鶏と水、国産素材だけで取ったスープはまるでポタージュ。まったりと濃厚で1滴も残さずゴクリッ!
せっかくだから看板メニューをいただきたい。すると、「やっぱり純白湯が一番人気ですよ。ダントツです!」と中藤さんがオススメしてくれたので、特製鶏白湯1200円を注文した。
特別に厨房に入らせてもらうと、大きな寸胴鍋にたっぷりスープが入っている。「鶏と水、それから国産の素材だけで取ったスープなんです。作り方の詳細はナイショですが、飲み干しても胃もたれしにくいんですよ」。
ゆらゆらといい香りがする湯気を立てながら筆者の目の前にやってきた。今野さんが言っていた通り、カラフルなトッピングが施されていて見た目も鮮やかだ。
トッピングには茹でたキャベツ、ミニトマト、インゲン、紫タマネギ、マッシュルーム、そして鶏チャーシューが2種類。
白濁したスープはれんげの底の文字が隠れるほどで、高級店の水炊きのスープみたいに濃厚でこっくりとした味わい。この上質なスープが鶏と水、国産素材だけなの!? と疑ってしまうほど素晴らしい。お酒のチェイサーとして横に置いておきたいくらいだ。濃厚な鶏の旨味に対抗するように香ばしい全粒粉麺がいいバランスで、歯切れが良くて食べやすい。
鶏チャーシューはもも肉とむね肉の2種。比較的脂が多いもも肉は、炙ることで薫感もアップ。
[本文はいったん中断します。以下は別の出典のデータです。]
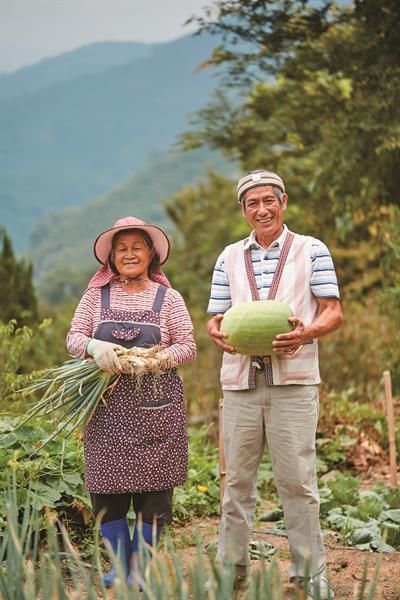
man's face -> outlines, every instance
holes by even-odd
[[[286,194],[283,194],[282,201],[283,206],[271,185],[260,185],[245,193],[244,203],[240,203],[242,214],[255,230],[259,242],[270,240],[271,243],[282,233]]]

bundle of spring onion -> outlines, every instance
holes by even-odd
[[[122,372],[134,376],[135,385],[140,385],[144,375],[152,373],[159,377],[175,366],[172,357],[160,346],[119,350],[117,354]],[[28,410],[14,431],[34,417],[51,416],[54,430],[42,442],[40,447],[43,447],[58,435],[65,436],[80,426],[84,427],[100,401],[107,405],[107,395],[119,378],[120,375],[99,369],[92,359],[72,359],[60,367],[47,369],[39,379],[21,390],[24,395],[44,390],[44,395]]]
しっかり塩気が利いていて、濃厚だがやや単調になりがちなラーメンの味のアクセントになっている。淡白なむね肉は、コショウが利いていてパンチがあるぞ!
鶏の風味でいっぱいになった口の中に、丼の端についてくる柚子胡椒やトマトの酸味と甘み、スープの熱でちょっと甘みが増した紫タマネギなどがリフレッシュ効果を与えてくれる。卓上の昆布酢、自家製辣油を加えて味変しながら食べ進めるのも楽しい。今思えば、追ご飯をしておじや風に楽しんでもよかったかも。
ラーメンの材料のどれもが主役級の品質。国産素材へのこだわり
『らぁめん 冠尾』では全メニューに共通して鶏を使用しているが、それぞれのメニューの個性を際立たるのは鶏とタッグを組む食材たち。こうしたひとつひとつの食材も吟味して使用している。
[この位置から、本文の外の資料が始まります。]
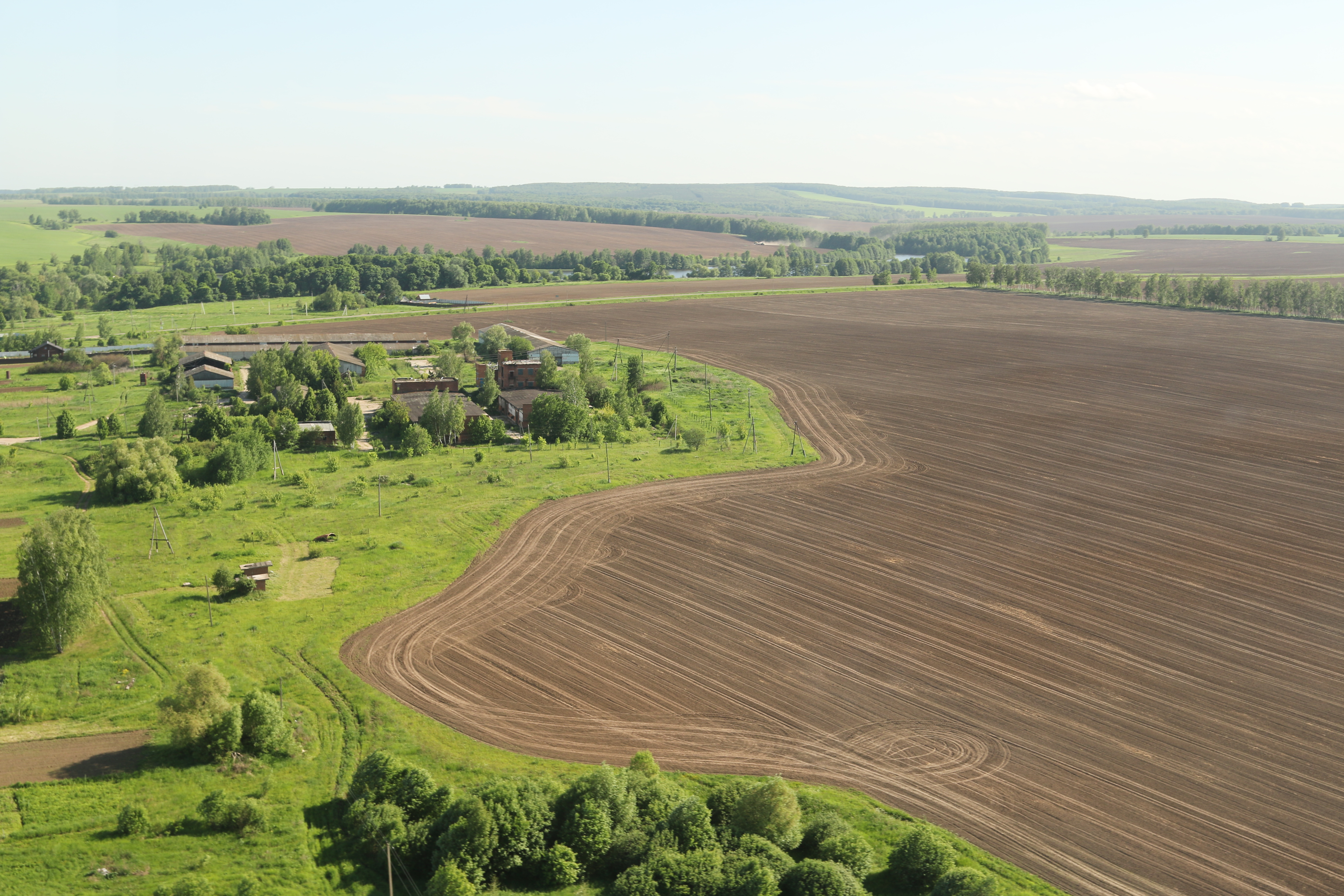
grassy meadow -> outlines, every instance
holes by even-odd
[[[610,372],[614,347],[595,345],[598,371]],[[351,854],[337,825],[337,801],[362,756],[390,750],[453,787],[493,775],[563,782],[583,774],[585,766],[497,750],[407,709],[351,674],[339,649],[351,633],[439,591],[542,501],[660,478],[805,462],[801,450],[790,454],[792,433],[759,384],[731,371],[684,365],[667,383],[669,359],[657,352],[645,352],[644,359],[648,375],[663,377],[657,395],[683,426],[710,430],[710,386],[715,422],[745,422],[750,388],[758,450],[751,451],[749,439],[711,438],[689,451],[636,430],[628,442],[610,446],[610,484],[605,451],[583,443],[551,445],[531,455],[517,443],[434,449],[421,458],[340,449],[285,451],[284,478],[263,470],[233,486],[188,488],[161,504],[173,551],[160,549],[152,559],[148,504],[93,501],[89,514],[112,575],[102,618],[60,656],[27,642],[0,652],[0,719],[7,723],[0,724],[0,743],[153,728],[156,701],[173,688],[181,666],[208,661],[227,676],[235,700],[253,688],[282,690],[302,752],[216,768],[188,762],[168,747],[164,732],[155,732],[142,767],[133,774],[0,789],[0,836],[8,832],[0,840],[0,893],[34,896],[87,887],[149,896],[188,873],[207,877],[216,893],[233,893],[245,875],[259,877],[266,893],[380,893],[386,876],[379,862]],[[362,390],[387,395],[392,372]],[[151,387],[133,386],[125,398],[113,391],[120,386],[105,388],[108,395],[97,400],[120,402],[133,431]],[[82,458],[98,445],[90,431],[3,449],[0,517],[31,521],[91,497],[82,493],[67,457]],[[814,457],[812,450],[806,454]],[[185,461],[188,478],[203,461],[203,454]],[[491,474],[500,481],[487,481]],[[376,477],[388,482],[380,498]],[[15,575],[13,548],[23,531],[0,528],[0,578]],[[313,536],[323,532],[337,532],[339,540],[321,545],[324,556],[308,559],[309,548],[317,547]],[[262,559],[278,564],[265,595],[207,603],[200,583],[211,571]],[[700,791],[711,780],[679,778]],[[909,815],[859,794],[798,787],[849,818],[879,861],[907,827]],[[206,829],[195,807],[216,789],[262,799],[271,807],[269,827],[243,837]],[[116,836],[116,814],[128,802],[148,807],[153,836]],[[956,842],[958,861],[997,872],[1008,895],[1056,892]],[[895,892],[883,875],[868,885],[879,896]],[[587,891],[579,884],[559,892]]]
実際にスープや麺もさることながら、付け合わせの野菜までおいしくて驚いた。「トッピングの野菜もこだわりなんですよ。ミニトマトは甘みが強くて人気の“アイコ“って品種なんですけど食べると鮮度がいいのがわかるでしょう? 鶏はもちろん、もやしやインゲンなどもいい素材を集めています。ホントにうちの野菜、うまいんですよ。それから柚子胡椒は生産者さんに受注生産してもらってるんです」と、中藤さん。
それもこれもオーナーがさまざまな飲食店を経営しているため、良質な食材を作る生産者や業者などともコネクションがあるからだ。ゆえに居酒屋だったらどれも一品料理として通用する主役級の食材たちが揃う。
テイストは違っても、鶏がベースの『らぁめん 冠尾』のラーメンたち。それぞれ個性的な味が表現できる、鶏という食材のポテンシャルの高さを実感できるだろう。今日は濃厚でアツアツの鶏スープを味わったから、次は辛和え麺に挑戦してみようかな。